Introduction
So far, we have learned how to import data in all kinds of format into R, convert it into a tibble that follow the first two tidy principles (one observation per row, one variable per column), and clean up messy strings with the stringr package. These steps are the 80 in the 80/20 rules of data science, which states that 80% of the time is spent preparing the data, and 20% is spent analyzing it.
We are embarking on our journal to draw insights from the data and write clear and compelling data stories. This chapter introduces Quarto, a suite of tools that will enable you to perform all the data processing AND produce beautiful reports in one simple yet powerful interface: RStudio.
Quarto documents
So far, we have been working with R scripts (.r files, like the ones we used for Labs 1 to 3). In R scripts, everything is interpreted by R as code unless we specify that we are writing a comment with #. This works fine, and there is no limit to what we can do with these kinds of R scripts regarding data processing and analysis. However, R scripts are not a great tool for making sharing our data stories with the world.
Quarto brings coding, writing, and formatting together by allowing you to write nicely formatted HTML, Word or PDF documents, with embedded chunks of code that are executed to process the data and create beautiful tables and figures for your document. It uses the markdown (https://en.wikipedia.org/wiki/Markdown) syntax. This course website is an example of the type of output that you can produce with Quarto. It’s a Quarto book.
There is a lot that you can do with Quarto that is beyond the scope of this course, but if you want to explore the possibilities, I recommend that you consult the Quarto website, which contains plenty of documentation.
Creating a Quarto document in RStudio
To create a new Quarto document (.qmd), you can click on file, then new file, then select the second option (Quarto Document…). Then RStudio will allow you to provide some information about the document you are creating.
You can select different types of outputs, like documents, presentations, and Shiny applications. In this course, we will use R Markdown to make documents. You can choose to output an HTML document, a PDF document, or a Word document. I recommend sticking with the default (HTML). Word is also a good option if you want to be able to modify the format or add text in Word.

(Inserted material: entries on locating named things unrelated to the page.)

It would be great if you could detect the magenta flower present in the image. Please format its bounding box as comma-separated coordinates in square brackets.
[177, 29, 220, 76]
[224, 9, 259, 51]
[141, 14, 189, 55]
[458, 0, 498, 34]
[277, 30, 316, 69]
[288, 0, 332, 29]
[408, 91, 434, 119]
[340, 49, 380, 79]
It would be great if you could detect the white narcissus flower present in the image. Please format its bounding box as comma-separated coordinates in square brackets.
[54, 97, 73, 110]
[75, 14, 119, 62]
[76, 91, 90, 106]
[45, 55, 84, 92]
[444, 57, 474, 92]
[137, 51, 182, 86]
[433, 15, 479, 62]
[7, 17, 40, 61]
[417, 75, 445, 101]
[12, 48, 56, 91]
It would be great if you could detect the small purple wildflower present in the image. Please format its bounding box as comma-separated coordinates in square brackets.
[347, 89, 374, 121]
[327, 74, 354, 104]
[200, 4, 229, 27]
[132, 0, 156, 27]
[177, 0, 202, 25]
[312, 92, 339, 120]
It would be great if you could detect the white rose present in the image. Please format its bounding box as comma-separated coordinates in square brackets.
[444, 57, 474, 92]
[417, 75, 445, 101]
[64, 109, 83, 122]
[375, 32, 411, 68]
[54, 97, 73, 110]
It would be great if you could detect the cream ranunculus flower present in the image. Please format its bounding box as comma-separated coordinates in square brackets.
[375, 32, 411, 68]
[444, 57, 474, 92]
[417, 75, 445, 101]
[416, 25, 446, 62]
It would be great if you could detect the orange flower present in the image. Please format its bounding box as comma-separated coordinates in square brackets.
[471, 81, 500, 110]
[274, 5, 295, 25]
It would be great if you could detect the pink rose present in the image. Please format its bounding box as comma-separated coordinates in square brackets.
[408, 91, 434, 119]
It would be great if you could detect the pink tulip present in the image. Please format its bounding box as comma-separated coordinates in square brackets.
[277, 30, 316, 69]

The PDF format is awesome but can sometimes be a little buggy as it requires additional packages and a LaTeX installation, so if you are struggling with PDF rendering, I recommend sticking to HTML documents and Word documents for this course.
When you create a new Quarto document, it comes with some content that can get you started with the components of the document and the syntax. This can give you a quick overview of Quarto and the markdown syntax.
Three components of a Quarto document
There are three components to a Quarto document: Metadata, text, and code. All components are optional. So you can write a R Markdown document without metadata, or include only code or text.
Text
Whatever you write after the metadata statement is text, which can be formatted using markdown syntax. Here is an example, with the code on the left and the HTML output on the right.
Code
What makes Quarto so great is that we can embed code chunks into our document. We have seen a lot of those code chunks throughout this website so far. They start with three backticks (`
) followed by curly brackets with the coding language used in the chunk and end with three backticks.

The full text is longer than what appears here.